Comment est indexée la rente viagère au fil des ans ?

La rente est généralement réindexée chaque année selon l’indice des prix à la consommation harmonisé de l’INSEE. Cela permet de protéger le pouvoir d’achat du vendeur face à l’inflation et fait évoluer mécaniquement l’effort financier mensuel de l’acheteur expatrié.

Qu’advient-il si le vendeur décide de libérer le bien pour aller en maison de retraite ?

L’acte notarié prévoit une clause de libération anticipée. Le viager occupé devient alors libre : l’acheteur expatrié peut récupérer le bien pour le louer ou le vendre, en contrepartie d’une majoration contractuelle de la rente, généralement comprise entre 20 % et 30 %.

Que se passe-t-il si l’acheteur expatrié décède avant le vendeur ?

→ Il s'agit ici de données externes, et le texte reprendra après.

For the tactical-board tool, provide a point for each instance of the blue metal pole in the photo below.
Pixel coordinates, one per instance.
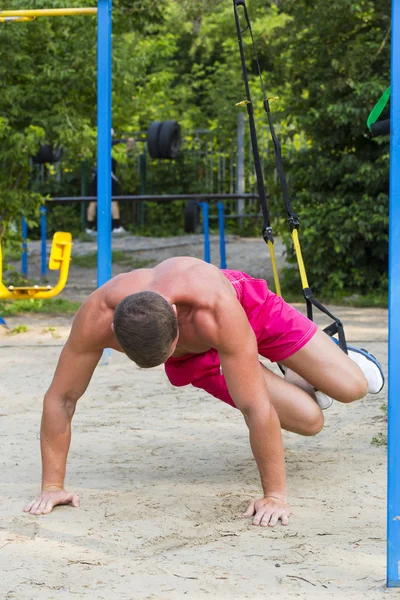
(393, 507)
(206, 230)
(104, 83)
(24, 264)
(43, 234)
(221, 224)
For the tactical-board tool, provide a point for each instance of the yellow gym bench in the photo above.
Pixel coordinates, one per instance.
(60, 257)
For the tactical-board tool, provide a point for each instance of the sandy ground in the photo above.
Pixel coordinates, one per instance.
(164, 474)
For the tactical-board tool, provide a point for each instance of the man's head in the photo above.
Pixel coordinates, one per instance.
(146, 326)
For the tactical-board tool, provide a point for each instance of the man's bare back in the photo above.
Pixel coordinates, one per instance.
(197, 289)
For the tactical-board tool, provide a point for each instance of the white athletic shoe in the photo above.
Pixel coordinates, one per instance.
(370, 367)
(368, 364)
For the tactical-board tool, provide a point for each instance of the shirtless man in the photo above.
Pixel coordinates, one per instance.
(208, 327)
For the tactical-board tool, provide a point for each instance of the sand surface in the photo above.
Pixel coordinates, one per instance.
(164, 474)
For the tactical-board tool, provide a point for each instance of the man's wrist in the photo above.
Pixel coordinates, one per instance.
(282, 496)
(52, 487)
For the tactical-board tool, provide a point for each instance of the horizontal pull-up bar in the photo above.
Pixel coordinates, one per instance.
(27, 15)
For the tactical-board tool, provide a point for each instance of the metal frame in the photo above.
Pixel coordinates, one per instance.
(104, 123)
(30, 15)
(393, 503)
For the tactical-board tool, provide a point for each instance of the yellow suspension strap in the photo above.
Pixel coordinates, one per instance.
(336, 327)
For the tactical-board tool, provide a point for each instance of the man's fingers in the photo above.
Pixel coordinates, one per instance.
(29, 506)
(48, 507)
(39, 510)
(262, 516)
(285, 520)
(250, 511)
(74, 499)
(275, 518)
(35, 505)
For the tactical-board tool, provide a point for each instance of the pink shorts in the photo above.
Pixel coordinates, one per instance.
(280, 329)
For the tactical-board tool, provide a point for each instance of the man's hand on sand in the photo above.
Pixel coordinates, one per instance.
(48, 499)
(268, 511)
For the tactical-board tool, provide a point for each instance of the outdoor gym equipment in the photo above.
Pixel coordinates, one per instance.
(104, 30)
(164, 139)
(206, 230)
(60, 257)
(336, 327)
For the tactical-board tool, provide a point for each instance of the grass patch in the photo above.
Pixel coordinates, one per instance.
(52, 305)
(18, 329)
(89, 260)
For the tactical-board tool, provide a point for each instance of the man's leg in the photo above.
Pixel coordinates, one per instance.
(296, 408)
(326, 367)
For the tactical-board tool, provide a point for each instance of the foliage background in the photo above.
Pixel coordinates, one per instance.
(327, 61)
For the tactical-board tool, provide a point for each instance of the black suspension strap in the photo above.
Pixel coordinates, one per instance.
(267, 228)
(293, 221)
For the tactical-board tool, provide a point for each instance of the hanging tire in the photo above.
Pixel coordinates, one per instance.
(153, 134)
(169, 140)
(191, 216)
(47, 153)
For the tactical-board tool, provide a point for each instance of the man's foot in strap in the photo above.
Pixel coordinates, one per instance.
(370, 367)
(368, 364)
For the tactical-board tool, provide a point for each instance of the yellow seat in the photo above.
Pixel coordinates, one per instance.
(60, 257)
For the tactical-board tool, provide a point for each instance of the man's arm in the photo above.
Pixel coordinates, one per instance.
(72, 376)
(237, 348)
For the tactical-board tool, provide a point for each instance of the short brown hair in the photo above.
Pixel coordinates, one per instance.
(145, 326)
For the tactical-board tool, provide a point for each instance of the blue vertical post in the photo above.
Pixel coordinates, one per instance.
(43, 235)
(221, 226)
(206, 231)
(104, 83)
(393, 507)
(24, 265)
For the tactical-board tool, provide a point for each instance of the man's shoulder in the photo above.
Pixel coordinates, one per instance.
(92, 324)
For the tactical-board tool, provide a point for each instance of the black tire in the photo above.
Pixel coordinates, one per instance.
(191, 216)
(169, 139)
(153, 134)
(47, 153)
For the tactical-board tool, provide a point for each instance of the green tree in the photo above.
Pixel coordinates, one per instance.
(334, 57)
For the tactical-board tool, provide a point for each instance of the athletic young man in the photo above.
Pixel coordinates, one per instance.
(208, 327)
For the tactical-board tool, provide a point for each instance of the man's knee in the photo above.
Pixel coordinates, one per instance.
(355, 387)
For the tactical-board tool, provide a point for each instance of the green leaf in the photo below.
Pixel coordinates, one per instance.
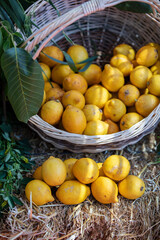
(135, 7)
(25, 82)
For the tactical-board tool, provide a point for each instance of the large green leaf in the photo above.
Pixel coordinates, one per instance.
(25, 82)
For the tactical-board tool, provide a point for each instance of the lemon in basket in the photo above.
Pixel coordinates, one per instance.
(147, 56)
(39, 191)
(124, 49)
(131, 187)
(85, 170)
(112, 78)
(116, 167)
(54, 171)
(51, 51)
(104, 190)
(72, 192)
(73, 120)
(78, 54)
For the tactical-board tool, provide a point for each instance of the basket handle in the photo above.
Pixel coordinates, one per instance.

L’engagement contractuel de verser la rente ne s’éteint pas avec le décès de l’acheteur. Il s’agit d’une dette transmissible : ce sont les héritiers du débirentier qui reçoivent la propriété du bien et l’obligation d’honorer les mensualités jusqu’au décès du crédirentier.

Qui prend en charge la taxe foncière et la taxe d’habitation en viager occupé ?

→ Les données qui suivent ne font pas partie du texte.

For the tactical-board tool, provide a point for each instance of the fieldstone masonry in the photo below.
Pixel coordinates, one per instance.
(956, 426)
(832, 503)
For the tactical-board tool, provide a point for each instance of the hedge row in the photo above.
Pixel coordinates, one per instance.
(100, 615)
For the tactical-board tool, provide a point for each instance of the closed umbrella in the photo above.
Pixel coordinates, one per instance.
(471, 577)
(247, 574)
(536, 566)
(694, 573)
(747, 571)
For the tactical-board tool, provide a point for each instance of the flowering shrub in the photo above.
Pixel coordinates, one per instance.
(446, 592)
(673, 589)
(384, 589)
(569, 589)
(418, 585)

Sauf clause contraire spécifiée dans l’acte authentique, la taxe foncière incombe à l’acheteur (le propriétaire). La taxe d’habitation sur les résidences secondaires ou les taxes de balayage et d’ordures ménagères restent dues par le vendeur qui conserve l’usage du logement.

Peut-on revendre un viager avant le décès du crédirentier ?

Oui, le débirentier peut revendre la nue-propriété du bien à un tiers. Cependant, l’acheteur initial reste contractuellement garant du paiement de la rente auprès du vendeur d’origine, à moins que ce dernier n’accepte expressément une substitution exclusive de débirentier.